Si l’on s’en tient à ces principes fondateurs, un directeur diocésain nommé par l’évêque ou un secrétaire général nommé par les évêques réunis violent la libertas academica des universités à l’égard du diocèse et les unes à l’égard des autres. Il n’y a pas de tutelle possible.
A l’époque antérieure à ce monopole public, les écoles étaient distinctes des universités. Chacune avait une liberté, une autonomie et une indépendance qu’elle n’aurait jamais dû perdre, et à laquelle, aujourd’hui encore, elle ne peut renoncer que de son propre chef. Il n’y a pas non plus de tutelle possible.
Car cette « tutelle » se donne l’air d’une simple surveillance paternelle, débonnaire et bienveillante. Mais la tutelle, c’est l’exercice de tous les droits d’une personne physique ou morale en ses lieu et place, soit qu’elle n’en jouisse plus, soit qu’elle n’en jouisse pas encore.
Et, de fait, la direction diocésaine s’arroge tous les droits qui ne sont pas livrés au ministère par les contrats. Pourtant, la plupart des écoles sont antérieures à cet organisme et ne lui ont pas fait allégeance. Tout cela repose sur un jeu de miroirs.
A l’origine, il existait un comité diocésain de l’enseignement catholique, qui n’avait qu’un rôle de conseil, d’information et de coordination, mais ni existence ni pouvoir juridique, et aucun moyen ni aucune raison d’exercer la moindre tutelle. C’était légitime. Mais pas suffisant aux yeux de certains.
C’est en 1970 que fut fondée la F.N.O.G.E.C., qui fédère toutes les O.G.E.C. Le but était de lui faire absorber la personnalité juridique et morale de toutes les écoles. Chaque O.G.E.C. était sommé de modifier ses statuts en conséquence. C’était la création d’un « service clérical unique de l’enseignement », tout-puissant et, peut-on ajouter, prêt à être intégré avec armes et bagages dans le « grand service public unique de l’éducation » prôné par M. Savary en 1984. Cette tentative a échoué.
Une méthode plus habile fut employée en 1978 avec la fondation des C.O.D.I.E.C., structures collégiales, d’apparence démocratique. Cette collégialité avait pour but de faire empiéter chaque partie prenante sur les prérogatives des autres, le tout orchestré par le directeur diocésain, secrétaire général de droit. Puis, de sa propre autorité, le C.O.D.I.E.C., chambre d’enregistrement des décisions du directeur diocésain, s’arrogea tous les pouvoirs en lieu et place de leurs titulaires légitimes.

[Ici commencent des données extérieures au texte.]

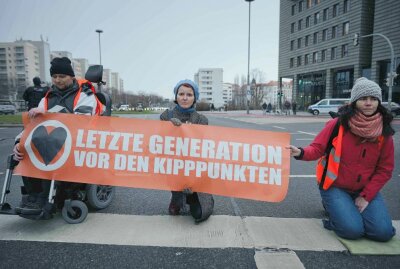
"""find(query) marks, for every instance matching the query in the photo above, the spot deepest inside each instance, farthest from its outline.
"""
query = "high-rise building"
(317, 51)
(44, 59)
(115, 81)
(19, 64)
(210, 85)
(227, 94)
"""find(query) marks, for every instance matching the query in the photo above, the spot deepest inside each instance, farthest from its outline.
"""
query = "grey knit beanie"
(365, 87)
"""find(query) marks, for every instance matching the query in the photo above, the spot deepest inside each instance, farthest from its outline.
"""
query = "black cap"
(36, 81)
(61, 66)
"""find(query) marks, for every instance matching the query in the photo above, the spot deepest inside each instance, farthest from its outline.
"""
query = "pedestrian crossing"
(273, 239)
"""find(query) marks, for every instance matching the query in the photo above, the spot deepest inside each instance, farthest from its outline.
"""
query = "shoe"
(173, 209)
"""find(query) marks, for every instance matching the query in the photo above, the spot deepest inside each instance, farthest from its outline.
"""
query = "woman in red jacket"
(364, 157)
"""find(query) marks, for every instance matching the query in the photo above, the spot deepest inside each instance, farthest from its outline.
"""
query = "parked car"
(395, 108)
(6, 107)
(124, 108)
(327, 105)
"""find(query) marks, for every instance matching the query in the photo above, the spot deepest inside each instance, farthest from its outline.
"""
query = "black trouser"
(36, 186)
(191, 199)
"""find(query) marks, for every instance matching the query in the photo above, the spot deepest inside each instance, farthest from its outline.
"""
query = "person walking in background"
(35, 93)
(287, 107)
(294, 107)
(186, 94)
(269, 108)
(264, 108)
(356, 160)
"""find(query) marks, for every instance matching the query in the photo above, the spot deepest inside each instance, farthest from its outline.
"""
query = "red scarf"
(369, 128)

Or le fait, pour un organisme, d’être représenté au C.O.D.I.E.C., n’implique pas que les décisions de ce comité s’imposent à lui. Mais la magie de la collégialité est de dissoudre les responsabilités, ou plutôt de les digérer au profit du directeur diocésain.
Si l’établissement est congréganiste, il est sous tutelle de sa congrégation (qui répond directement au pape et non à l’évêque). S’il est paroissial, sous celle du curé (qui exerce ce droit selon le principe de subsidiarité). S’il est fondé par un laïc (qui a un devoir de communion avec son évêque, mais pas d’obéissance), sous celle de son successeur, personne physique ou morale – et, dans ce cas, ce n’est pas une tutelle mais l’exercice de droits propres.

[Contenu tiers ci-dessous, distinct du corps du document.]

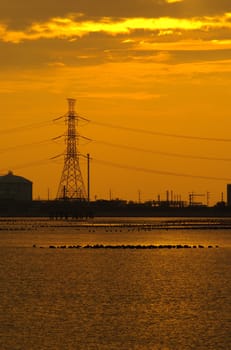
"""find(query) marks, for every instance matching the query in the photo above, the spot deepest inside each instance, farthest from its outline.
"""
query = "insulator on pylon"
(71, 186)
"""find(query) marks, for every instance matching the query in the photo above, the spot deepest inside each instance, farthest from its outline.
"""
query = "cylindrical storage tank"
(13, 187)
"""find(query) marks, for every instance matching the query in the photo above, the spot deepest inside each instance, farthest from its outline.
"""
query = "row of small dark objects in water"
(100, 246)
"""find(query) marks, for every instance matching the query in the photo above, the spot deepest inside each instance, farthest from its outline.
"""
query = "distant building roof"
(11, 178)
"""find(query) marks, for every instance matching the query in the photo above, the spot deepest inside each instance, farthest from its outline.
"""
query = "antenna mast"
(71, 186)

L’Eglise, en l’occurrence, c’est tantôt le clergé séculier, tantôt le clergé régulier, tantôt un laïc. Car tout ce qui est ecclésial n’est pas clérical et encore moins diocésain. Autrement dit, il est trompeur de dire que les écoles catholiques sont sous la « tutelle » de l’Eglise, et abusif d’en conclure que l’Eglise, c’est l’évêque (et, en pratique, le directeur diocésain).

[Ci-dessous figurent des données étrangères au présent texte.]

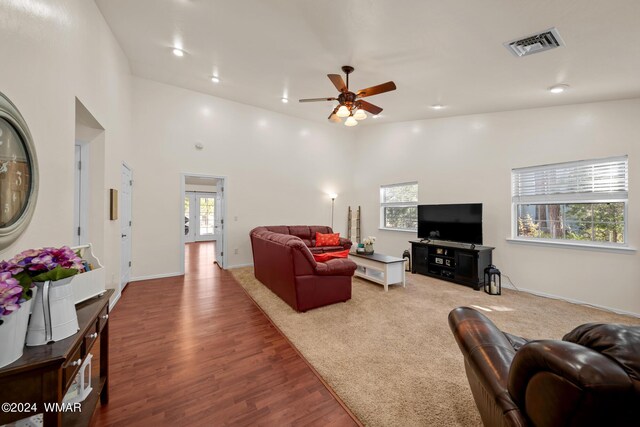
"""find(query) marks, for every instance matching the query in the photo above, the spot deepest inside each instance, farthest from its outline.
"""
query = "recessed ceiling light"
(558, 88)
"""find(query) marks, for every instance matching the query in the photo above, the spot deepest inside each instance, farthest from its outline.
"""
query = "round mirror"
(18, 173)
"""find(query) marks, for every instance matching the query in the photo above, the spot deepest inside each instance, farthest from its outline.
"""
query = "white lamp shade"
(360, 115)
(350, 121)
(343, 111)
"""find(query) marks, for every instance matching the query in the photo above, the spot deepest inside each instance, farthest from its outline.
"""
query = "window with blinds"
(582, 201)
(399, 206)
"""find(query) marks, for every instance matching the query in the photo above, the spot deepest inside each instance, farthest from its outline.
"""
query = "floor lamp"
(333, 201)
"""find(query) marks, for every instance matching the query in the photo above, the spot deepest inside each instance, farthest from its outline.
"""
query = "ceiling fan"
(351, 104)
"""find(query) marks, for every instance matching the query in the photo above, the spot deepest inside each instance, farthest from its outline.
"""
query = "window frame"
(404, 204)
(572, 198)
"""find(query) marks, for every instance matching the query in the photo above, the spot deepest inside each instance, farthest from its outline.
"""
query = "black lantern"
(407, 260)
(492, 280)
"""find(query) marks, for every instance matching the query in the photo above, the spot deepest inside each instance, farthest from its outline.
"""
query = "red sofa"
(283, 262)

Par contre, les écoles font partie de l’Eglise, et les évêques en sont les pasteurs. Leur seule mission est de se prononcer sur le caractère véritablement catholique d’une école. Reste à faire en sorte que les directeurs diocésains, délégués de l’évêque, se contentent de cette mission. Curieusement, c’est la seule qu’ils négligent.